家族の信頼

僕には、2つ違いの弟がいる。
彼は中学、高校と周りから見たら、優秀な子だった。
それで、僕はご近所、親戚からはこう言われていた。
「弟さんは、優秀なのにね。・・・・・・・・・・・・・。」
(それは、どういう意味?)
僕は目つきが悪かった。
眉毛も半分しかなかった。
ダブダブのズボンを履いていた。
謹慎処分を受けた生徒のように
いつも頭をツルツルに剃っていた。
周りは腫れ物に触るかのように、
遠目に僕を見ていた。
そんな中、弟がこう言っていた、
と母親から聞いていた。
「みんな兄ちゃんの本当の力を知らないよね。

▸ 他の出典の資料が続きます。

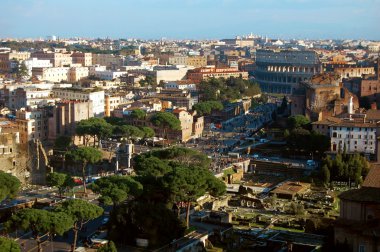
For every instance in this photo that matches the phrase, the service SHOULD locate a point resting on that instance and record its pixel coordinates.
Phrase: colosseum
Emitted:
(280, 71)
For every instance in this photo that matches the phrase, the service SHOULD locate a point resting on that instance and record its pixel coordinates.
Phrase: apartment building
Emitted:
(36, 63)
(88, 94)
(197, 61)
(112, 102)
(355, 135)
(85, 59)
(32, 124)
(170, 73)
(77, 73)
(109, 60)
(183, 85)
(199, 74)
(52, 74)
(178, 98)
(59, 58)
(64, 116)
(6, 59)
(27, 97)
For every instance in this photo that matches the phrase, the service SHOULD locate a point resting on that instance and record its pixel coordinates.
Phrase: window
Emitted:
(361, 248)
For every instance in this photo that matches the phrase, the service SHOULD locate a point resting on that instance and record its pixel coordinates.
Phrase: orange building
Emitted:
(204, 73)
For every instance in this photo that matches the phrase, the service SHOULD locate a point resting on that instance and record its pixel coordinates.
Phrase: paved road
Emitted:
(60, 243)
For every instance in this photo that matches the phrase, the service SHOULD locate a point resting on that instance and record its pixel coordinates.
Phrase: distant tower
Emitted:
(129, 149)
(350, 106)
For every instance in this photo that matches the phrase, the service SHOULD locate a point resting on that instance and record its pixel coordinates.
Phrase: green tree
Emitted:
(128, 131)
(40, 222)
(115, 189)
(109, 247)
(151, 166)
(148, 132)
(297, 121)
(205, 108)
(138, 114)
(22, 71)
(115, 121)
(9, 186)
(284, 105)
(81, 212)
(188, 184)
(63, 143)
(325, 175)
(84, 156)
(9, 245)
(183, 156)
(166, 121)
(98, 128)
(61, 181)
(252, 89)
(347, 167)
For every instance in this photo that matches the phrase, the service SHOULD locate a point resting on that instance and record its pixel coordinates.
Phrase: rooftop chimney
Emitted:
(351, 106)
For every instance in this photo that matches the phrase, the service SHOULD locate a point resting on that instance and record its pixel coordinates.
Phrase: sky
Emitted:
(191, 19)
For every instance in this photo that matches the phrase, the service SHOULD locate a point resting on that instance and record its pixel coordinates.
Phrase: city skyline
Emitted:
(192, 19)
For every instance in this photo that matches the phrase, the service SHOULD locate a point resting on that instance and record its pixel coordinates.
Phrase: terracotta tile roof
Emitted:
(373, 178)
(373, 114)
(364, 194)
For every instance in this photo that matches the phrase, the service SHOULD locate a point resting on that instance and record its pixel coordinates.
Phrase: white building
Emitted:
(109, 74)
(34, 62)
(164, 73)
(27, 97)
(53, 74)
(354, 136)
(94, 95)
(183, 85)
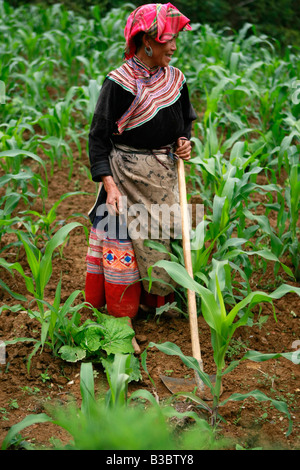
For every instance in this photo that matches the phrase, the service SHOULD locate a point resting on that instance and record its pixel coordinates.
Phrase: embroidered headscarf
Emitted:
(160, 21)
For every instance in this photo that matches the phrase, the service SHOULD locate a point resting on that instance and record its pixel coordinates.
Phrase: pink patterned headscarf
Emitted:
(160, 21)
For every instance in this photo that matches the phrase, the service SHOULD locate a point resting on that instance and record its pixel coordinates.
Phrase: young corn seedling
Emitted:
(40, 265)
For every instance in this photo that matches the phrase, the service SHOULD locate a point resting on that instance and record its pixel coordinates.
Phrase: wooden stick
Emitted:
(191, 295)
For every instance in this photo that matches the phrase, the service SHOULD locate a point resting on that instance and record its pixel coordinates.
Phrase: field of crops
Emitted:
(67, 372)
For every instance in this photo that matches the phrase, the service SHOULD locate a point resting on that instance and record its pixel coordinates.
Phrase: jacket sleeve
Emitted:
(188, 112)
(112, 103)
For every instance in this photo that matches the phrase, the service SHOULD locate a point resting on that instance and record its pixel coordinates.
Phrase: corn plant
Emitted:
(222, 325)
(40, 265)
(125, 426)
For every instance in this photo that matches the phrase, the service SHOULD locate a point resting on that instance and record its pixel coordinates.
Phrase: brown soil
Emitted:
(250, 424)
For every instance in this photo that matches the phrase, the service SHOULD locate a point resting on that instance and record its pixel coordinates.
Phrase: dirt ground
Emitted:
(250, 424)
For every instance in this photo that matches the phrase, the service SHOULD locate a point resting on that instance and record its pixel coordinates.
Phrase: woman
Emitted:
(142, 117)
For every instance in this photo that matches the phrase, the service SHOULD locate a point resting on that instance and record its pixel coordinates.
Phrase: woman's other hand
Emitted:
(183, 148)
(114, 197)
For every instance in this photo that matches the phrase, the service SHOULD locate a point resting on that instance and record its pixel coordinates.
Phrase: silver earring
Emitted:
(148, 51)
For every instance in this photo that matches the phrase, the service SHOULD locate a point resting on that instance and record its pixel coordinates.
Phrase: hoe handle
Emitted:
(191, 295)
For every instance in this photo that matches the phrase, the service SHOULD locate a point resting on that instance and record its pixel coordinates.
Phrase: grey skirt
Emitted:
(148, 182)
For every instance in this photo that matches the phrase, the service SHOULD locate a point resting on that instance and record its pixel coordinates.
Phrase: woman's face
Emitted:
(161, 53)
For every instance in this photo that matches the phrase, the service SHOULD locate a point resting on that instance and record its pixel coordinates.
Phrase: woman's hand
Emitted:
(114, 197)
(183, 148)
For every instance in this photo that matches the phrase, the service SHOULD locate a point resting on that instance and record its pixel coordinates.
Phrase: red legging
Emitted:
(112, 278)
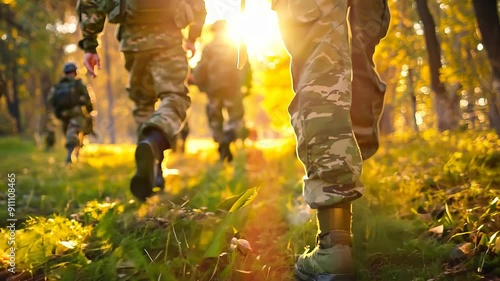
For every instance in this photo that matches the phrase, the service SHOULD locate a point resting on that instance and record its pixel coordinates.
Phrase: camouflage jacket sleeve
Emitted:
(200, 13)
(91, 23)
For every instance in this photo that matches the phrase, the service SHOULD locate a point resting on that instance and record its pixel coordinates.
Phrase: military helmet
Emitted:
(69, 67)
(219, 25)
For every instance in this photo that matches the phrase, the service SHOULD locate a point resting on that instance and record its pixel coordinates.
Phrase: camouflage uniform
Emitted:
(216, 74)
(156, 61)
(316, 34)
(75, 120)
(335, 112)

」
そして、母親は常々言っていた。
「T(弟)は、そのままの力を出しているだけ。
でも、あなたには、それ以上の力があるよ。
でもなぜ、いつも出し惜しみしてるの?」
両親と弟だけは、いつも僕の力を信じていてくれた。
周りの言葉で、傷ついた記憶は一度もないけど、(笑)
(見る目ないね~くらいにしか気にもならなかった)
もし、家族からも同じ言葉を聞いていたならば、
今の僕は、なかったに違いない。
そんな弟のところに遊びに行ってきました。
彼は今、上海(中国)にいる。
10年前の同じ10月にも、
僕は弟の家に遊びに行った。
その時は、ニューヨークにいた。
それはちょうど同時多発テロが起こる1年前の話。
たぶん、ニューヨークが最もパワフルだった時。
そして、今最も急成長な都市『上海』。
僕はなんてついているんだろう~と、
感謝しながら、上海へ行ってきた。
上海は凄かった。
でも、僕の中で最も大きな収穫になったものは、
想像もしていなかった意外なことだったけど、
・・・・・・・それは、弟との再会だった。
僕は、家族とは中学卒業までしか
一緒には暮らしていなかったので、
彼ともあまり話す機会もなく
ここまできていた気がする。
会社を休んで、空港まで迎えに来てくれた。
中華料理を一緒に食べた。
いつも通っている中国語の講座に一緒に参加させてもらった。
一緒にフットマッサージに行ったら、
担当者が”顔が似てる”って笑っていた。
学生時代、優秀だと言われていた人が社会人になり、
昔の輝きを失っていく人が多い中で、
彼は、年を重ねるごとにレベルアップしている。
彼にとって学びとは、義務ではなく、
歓びそのものなんだろう。
日本語しか話せない僕には、
英語と中国語を操る姿は、眩しすぎてカッコ良かった。
見かけは似ている兄弟だけど、
性格、生き方は全く異なる。
そんな中で、2人とも生きたいように
自由に生きている幸せを考えると、
僕は両親に感謝せざるを得なかった。
”2人は、あなたたちのお陰で
こんなに幸せに生きています。
ありがとうございます。”と。
僕も周りからどんな目で見られようとも、
自分の子供たちだけは、
”絶対信じてあげたい”
そう思った旅だった。
上海は凄かった。
・・・・・・・その話は、また、いつか・・・・・。